Giriş
Türkiye’de son yıllarda çocuklar çeşitli suçlar nedeni ile yaşlarının birkaç katından fazla cezalara mahkum edildiler. Çoğu çocuk yetişkinlerle aynı cezalara çarptırıldı. Oysa çocuk suçluluğunu yetişkin suçluluğundan ayıran koşullar irdelendiğinde; suçlu çocuklar için ‘’af’’ tan söz etmek, anayasa paketleri ile çözüm üretmek yerine nedenlerinin anlaşılması, önlenmesi ve özel bir statü yaratılması gerekiyor. Çocuk suçları Türkiye’nin gündemine yakın zamanda politik şiddetin içinde ‘’taş atan çocuklar’’ olarak geldiler. Ardından da başka çocukları taciz eden, tecavüz eden azmettiren çocuklardan söz edilmeye başlandı. Türkiye çocukların hem mağdur hem de zanlı olduğu olaylarla sarsıldı, toplum dehşete kapıldı. Türkiye önceleri uzun bir süre baklava çaldıkları için ağır cezalar alan çocukları konuşurken, çocukların, gençlerin içinde oldukları olaylara bakıldığında çocuk suçluluğundaki artış ve işlenen suçların çeşitlenmesi tartışmaları da derinleştirdi. Profesör annesinin boğazını kesen, ya da kız arkadaşını öldürüp testere ile vücudunu parçalayan, oyunda kızdığı arkadaşını öldüren, çete üyesi olup gasp yapan, hırsızlık yapan çocuklar …

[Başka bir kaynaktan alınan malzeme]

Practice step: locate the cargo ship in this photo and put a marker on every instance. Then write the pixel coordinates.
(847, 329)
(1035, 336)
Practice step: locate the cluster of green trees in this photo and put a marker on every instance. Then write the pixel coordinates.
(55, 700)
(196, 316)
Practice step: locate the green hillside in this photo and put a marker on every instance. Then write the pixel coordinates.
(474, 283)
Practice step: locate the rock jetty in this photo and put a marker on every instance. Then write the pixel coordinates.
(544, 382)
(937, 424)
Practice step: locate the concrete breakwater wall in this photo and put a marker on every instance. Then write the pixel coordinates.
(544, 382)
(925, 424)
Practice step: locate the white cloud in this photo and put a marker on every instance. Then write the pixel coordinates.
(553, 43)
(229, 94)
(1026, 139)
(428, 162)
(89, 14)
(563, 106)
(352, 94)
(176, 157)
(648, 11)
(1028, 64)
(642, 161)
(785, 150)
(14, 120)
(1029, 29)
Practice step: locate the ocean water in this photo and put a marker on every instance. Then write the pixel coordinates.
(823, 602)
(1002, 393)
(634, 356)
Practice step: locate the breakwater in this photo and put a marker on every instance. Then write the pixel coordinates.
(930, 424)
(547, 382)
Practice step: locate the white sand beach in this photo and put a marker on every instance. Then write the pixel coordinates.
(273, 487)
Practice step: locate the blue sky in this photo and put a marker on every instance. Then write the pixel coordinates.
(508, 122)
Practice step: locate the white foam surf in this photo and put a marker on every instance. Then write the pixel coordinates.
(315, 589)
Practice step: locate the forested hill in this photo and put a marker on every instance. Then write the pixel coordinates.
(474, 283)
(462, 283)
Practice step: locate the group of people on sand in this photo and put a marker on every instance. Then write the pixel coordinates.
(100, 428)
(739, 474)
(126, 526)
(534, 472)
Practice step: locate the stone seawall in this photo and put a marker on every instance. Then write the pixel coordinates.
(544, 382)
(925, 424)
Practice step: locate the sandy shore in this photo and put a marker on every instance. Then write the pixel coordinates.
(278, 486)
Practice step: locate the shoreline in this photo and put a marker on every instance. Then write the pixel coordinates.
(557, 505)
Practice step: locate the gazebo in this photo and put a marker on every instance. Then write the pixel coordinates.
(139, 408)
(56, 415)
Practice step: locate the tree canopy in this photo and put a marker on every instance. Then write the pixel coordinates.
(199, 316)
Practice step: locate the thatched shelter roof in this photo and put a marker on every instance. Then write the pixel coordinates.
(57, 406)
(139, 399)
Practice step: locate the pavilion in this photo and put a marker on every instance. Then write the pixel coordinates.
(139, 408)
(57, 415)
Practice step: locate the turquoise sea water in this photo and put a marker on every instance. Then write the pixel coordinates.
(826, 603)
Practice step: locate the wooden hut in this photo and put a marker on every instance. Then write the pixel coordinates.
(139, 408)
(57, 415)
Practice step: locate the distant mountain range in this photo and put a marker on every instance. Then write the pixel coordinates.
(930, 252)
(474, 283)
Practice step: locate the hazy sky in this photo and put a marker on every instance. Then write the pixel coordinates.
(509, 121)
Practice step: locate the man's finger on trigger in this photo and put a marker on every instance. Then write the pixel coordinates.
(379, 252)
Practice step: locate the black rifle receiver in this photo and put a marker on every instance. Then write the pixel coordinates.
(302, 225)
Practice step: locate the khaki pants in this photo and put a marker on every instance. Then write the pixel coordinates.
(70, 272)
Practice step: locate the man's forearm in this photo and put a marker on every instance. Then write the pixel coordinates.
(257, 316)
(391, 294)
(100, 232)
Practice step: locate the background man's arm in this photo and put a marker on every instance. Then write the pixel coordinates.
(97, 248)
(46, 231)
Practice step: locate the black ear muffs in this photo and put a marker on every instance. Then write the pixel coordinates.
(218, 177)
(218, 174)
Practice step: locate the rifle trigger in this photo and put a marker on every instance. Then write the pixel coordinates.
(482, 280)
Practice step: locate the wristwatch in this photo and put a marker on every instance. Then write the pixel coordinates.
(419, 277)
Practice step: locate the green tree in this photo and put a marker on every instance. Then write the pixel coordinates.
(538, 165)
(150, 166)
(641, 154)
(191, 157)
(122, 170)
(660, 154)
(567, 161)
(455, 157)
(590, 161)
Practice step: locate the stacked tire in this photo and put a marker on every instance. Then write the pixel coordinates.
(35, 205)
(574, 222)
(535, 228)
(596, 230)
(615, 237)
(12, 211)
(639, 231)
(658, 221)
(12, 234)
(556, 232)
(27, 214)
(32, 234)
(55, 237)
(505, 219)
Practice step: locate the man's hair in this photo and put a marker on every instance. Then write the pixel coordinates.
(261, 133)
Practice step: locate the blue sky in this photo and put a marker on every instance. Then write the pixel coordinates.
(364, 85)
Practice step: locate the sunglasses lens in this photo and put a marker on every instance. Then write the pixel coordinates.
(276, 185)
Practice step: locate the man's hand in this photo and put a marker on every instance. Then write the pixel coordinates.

Türkiye’de son 5 yılın rakamlarına bakılınca suç patlamasının üç büyük ilde yaşandığı, toplam suçların %42’sinin Ankara, İstanbul ve İzmir’de gerçekleştiği, suç işleyen ya da suça karışan çocukların yaş ortalamasının yıldan yıla düştüğü, genellikle 11 yaşında suç işlemeye başlayan çocukların 14-17 yaşlarında yetişkin suçlarına karıştıkları anlaşılmaktadır. Bireylerin, ailelerin dolayısı ile toplumların zaman zaman pasif ya da aktif olarak başvurduğu ve her geçen gün içinden çıkılmaz bir duruma dönüşen şiddet; çok yönlü, tehlikeli toplumsal bir sorun olarak gittikçe büyümekte. Her suçun şiddet içerdiği düşünüldüğünde, sürekli artan suç işleme oranının, aynı zamanda artan şiddettin göstergesi olduğu adli vakalarla ortaya çıkmaktadır.Yapılan araştırmalar aile içi şiddetin, gençleri şiddet davranışına ve suç işlemeye yönelten en önemli sosyalizasyon süreçlerinden biri olduğunu ortaya koymaktadır. Oysa günümüzde çocukların sosyalizasyonunda ailenin etkisinin giderek azaldığı bilinmektedir. Çocukların suça karışmaları ya da mağdur olmaları tek bir nedenle açıklanamayacak evrensel bir boyut kazanmış olmakla birlikte, çocuk suçluluğundaki artışın en belirgin nedenlerinin başında olumsuz ve kötü örnek oluşturan toplumsal sorunlarla birlikte, aile ilişkilerindeki çatışmaya, yoksulluğa, madde ve alkol bağımlılıklarına, ayrılıklara dayalı şiddet gelmektedir. Bu koşullarda çocukların suç işleme ve suça karışma riski artmaktadır (Ortakmaç 2010).
Suç, toplumda bazılarının diğerleri ile çatışmasını içeren bir sapma davranışıdır. Hukuki olarak ifade edildiğinde, yasanın cezalandırdığı davranışlar bütünü de denebilir. Çocuk suçluluğu ise, bir çocuktaki sosyal olmayan eğilimlerin yasa müdahalesi gerektirecek bir davranışa dönüşmesi ve hem çocuk hem de suçun yöneldiği unsur açısından fiili zarar yaratan bir durumla sonuçlanmasıdır. Türkiye’de zaman zaman çocuk suçluluğu, zaman zaman suça itilen ya da suça sürüklenen çocuklar olarak benimsenen çocuk ve suçluluk arasındaki ilişki, suç işlendiği anda 18 yaşını tamamlamamış bireyleri kapsamaktadır. Çocuk suçluluğunu yetişkin suçluluğundan ayıran en önemli ölçüt her ülkenin kendi yasalarına göre belirlediği cezai ehliyet yaşı sınırıdır,ki, bu yaş sınırı 7-21 arasında değişmektedir. Çocuklar tarafından işlenen suçlar büyük, affedilemez, küçük ya da önemsiz olarak değerlendirilemez, bu noktada suç niteliği ve etki/zarar boyutları ne olursa olsun çocukların içinde yaşadıkları toplumsal yapıdaki uyumsuzluğun, sapmaların bir göstergesi olarak görülmelidir (Demirbaş 2001).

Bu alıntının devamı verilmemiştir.